The Queen praised MI5 officers for the “tireless work you do to keep our country safe” in her first public visit to the intelligence agency.
The Queen thanked the security personnel on behalf of the nation after meeting a large number of staff at their headquarters, Thames House in central London.
Sir Andrew Parker, MI5’s director general and head, gave the Queen a tour of the agency’s private museum and showed her artefacts relating to double agents.
She was shown documents which were found in her father's possession at the time of his death, including plans which helped deceive the Nazis over the site of the Second World War D-Day landings.
The Queen said in her speech: “I would like to take my visit here today as an opportunity to thank you all for the tireless work you do to keep our country safe.
“I am always struck by the remarkable resolve with which you carry out your vital role.
“There will no doubt continue to be significant threats and challenges ahead.
“But on each of my visits to MI5, I have been impressed by the way that you have adapted to the changing threats to our nation.
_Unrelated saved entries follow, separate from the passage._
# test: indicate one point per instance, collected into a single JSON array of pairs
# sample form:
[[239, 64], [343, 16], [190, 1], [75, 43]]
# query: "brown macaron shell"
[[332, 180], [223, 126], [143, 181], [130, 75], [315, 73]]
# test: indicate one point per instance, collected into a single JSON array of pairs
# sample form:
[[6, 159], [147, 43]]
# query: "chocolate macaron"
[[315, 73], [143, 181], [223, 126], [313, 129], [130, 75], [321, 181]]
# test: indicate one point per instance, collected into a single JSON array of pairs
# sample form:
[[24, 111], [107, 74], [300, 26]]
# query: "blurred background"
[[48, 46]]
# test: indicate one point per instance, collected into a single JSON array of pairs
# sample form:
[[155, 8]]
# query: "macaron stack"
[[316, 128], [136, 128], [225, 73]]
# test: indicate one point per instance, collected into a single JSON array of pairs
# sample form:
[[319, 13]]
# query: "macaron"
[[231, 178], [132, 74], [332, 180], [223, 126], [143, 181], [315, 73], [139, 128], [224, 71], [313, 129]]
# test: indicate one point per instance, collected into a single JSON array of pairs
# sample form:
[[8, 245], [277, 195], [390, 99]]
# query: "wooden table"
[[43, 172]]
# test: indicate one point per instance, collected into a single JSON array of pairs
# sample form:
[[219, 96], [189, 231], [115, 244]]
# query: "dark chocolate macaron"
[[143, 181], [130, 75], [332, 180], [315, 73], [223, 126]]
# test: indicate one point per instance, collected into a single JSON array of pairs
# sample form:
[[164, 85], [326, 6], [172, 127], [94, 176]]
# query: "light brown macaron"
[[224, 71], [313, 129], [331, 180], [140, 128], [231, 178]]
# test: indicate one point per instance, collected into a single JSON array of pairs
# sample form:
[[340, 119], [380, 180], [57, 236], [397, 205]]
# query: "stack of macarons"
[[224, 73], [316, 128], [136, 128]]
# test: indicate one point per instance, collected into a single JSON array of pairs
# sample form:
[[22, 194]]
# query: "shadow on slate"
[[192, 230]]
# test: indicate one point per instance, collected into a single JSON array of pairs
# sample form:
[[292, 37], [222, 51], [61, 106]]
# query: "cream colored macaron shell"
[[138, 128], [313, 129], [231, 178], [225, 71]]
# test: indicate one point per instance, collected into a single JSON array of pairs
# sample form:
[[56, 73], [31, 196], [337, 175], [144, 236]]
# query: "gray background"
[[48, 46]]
“Whether responding to the threats from the Nazis or the Cold War, domestic terrorism or the cyber sphere, you have always demonstrated the utmost commitment to your motto Regnum Defende (defence of the realm).
“Because of the nature of your work, it is without public recognition, so it is on behalf of the country that I say to you all, thank you.”
The meeting comes after Sir Andrew called on tech companies to create methods which would allow the security services to access the secret, encrypted messages of people suspected of plotting terrorist attacks in the UK.
Speaking to ITV, he said while the real world is regulated and policed, he finds it "mystifying" the same does not apply to cyberspace, calling it "a wild west, unregulated [and] inaccessible to authorities."
On Monday, the Government moved to strongly deny claims that MI5 chiefs do not trust Home Secretary Priti Patel and were limiting intelligence sharing with her.